# TF-IDF
This notebook presents one of the methods that were used for word vectorization using the pre-processed ("clean") tweets. The objective of this notebook is to assess the performance of the [TF-IDF](https://en.wikipedia.org/wiki/Tf%E2%80%93idf) word representation. Others notebooks were made with different word representations. The focus lies more in evaluating the performance under a fixed setup rather than getting the absolute best performance. We therefore used the [Logistic Regression](https://en.wikipedia.org/wiki/Logistic_regression), which is a relatively light, interpretable, and well suited algorithm for a binary classification task. The library [scikit-learn](https://scikit-learn.org/stable/) will be used extensively throughout this notebook. 

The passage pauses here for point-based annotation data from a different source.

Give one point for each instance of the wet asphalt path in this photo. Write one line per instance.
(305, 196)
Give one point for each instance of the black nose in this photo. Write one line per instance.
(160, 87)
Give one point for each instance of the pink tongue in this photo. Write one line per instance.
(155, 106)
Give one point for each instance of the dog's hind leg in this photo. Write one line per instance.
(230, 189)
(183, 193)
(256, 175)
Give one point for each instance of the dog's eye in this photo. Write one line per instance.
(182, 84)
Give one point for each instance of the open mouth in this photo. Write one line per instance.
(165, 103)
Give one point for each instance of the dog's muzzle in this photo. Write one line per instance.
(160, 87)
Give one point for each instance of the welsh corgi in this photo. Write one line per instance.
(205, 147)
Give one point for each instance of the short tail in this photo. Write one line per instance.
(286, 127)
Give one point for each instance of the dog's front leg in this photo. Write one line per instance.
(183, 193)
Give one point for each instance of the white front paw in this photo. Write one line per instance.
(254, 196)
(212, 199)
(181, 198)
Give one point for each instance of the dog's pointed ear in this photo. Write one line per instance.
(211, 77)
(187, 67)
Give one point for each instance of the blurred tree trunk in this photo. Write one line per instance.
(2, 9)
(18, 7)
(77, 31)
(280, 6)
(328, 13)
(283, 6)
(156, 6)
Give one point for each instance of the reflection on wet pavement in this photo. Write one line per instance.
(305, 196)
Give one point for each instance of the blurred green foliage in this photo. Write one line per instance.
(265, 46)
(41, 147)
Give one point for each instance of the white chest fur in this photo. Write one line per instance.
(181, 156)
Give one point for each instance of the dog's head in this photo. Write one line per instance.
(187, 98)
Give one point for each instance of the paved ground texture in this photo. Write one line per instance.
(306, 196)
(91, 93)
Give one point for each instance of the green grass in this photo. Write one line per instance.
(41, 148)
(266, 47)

### Importing the needed packages

In [1]:
import numpy as np
import pandas as pd
from sklearn.feature_extraction.text import TfidfVectorizer
from sklearn.linear_model import LogisticRegression, LogisticRegressionCV
from sklearn.model_selection import cross_val_score

### Loading the clean data files

In [2]:
# Load the clean train data
train_data = pd.read_csv('../Data/train_small.txt')

### Using TF-IDF 
TF-IDF improves the [Bag-of-Words](https://en.wikipedia.org/wiki/Bag-of-words_model) representation by taking into account the frequency of a given inside the whole corpus. In other words, it gives more weights to terms that appear seldomly. A more detailed explanation can be found in the report. One of the main drawbacks of this representation, aside from its sparsity, is that the embedding dimension grows with the number of different words in the corpus. This problem mitigated by artificially fixing the number of features. The latter trick becomes increasingly important if one decide to not only represent single words but also [n-grams](https://en.wikipedia.org/wiki/N-gram) as they can potentially improve the predictive power of a given model. 

In [3]:
# Setup the features extractor

vectorizer = TfidfVectorizer(max_features=5000, ngram_range=(1, 1))

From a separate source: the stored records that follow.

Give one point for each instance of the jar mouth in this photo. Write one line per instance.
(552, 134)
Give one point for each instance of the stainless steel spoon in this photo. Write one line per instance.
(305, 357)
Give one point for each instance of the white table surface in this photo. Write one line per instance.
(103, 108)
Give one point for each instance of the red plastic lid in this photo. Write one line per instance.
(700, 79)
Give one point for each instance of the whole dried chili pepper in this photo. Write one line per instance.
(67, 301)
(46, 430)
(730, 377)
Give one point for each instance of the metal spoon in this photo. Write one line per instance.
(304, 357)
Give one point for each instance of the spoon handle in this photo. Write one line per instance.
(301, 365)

# Get embedding representation of the tweets
X_train = vectorizer.fit_transform(train_data['tweet']).toarray()
y_train = train_data['label']

In [4]:
# Verify that the dimension is [#tweets, max_features]
X_train.shape

(149915, 1500)

Now that the tweets have numerical representation, they can be fed to the Logistic Regression algorithm.

In [5]:
logistic = LogisticRegression(solver='lbfgs', max_iter=200)
accuracy = cross_val_score(logistic, X_train, y_train, cv=3, scoring='accuracy')
print("Accuracy: %0.2f (+/- %0.2f)" % (accuracy.mean(), accuracy.std() * 2))

Accuracy: 0.78 (+/- 0.01)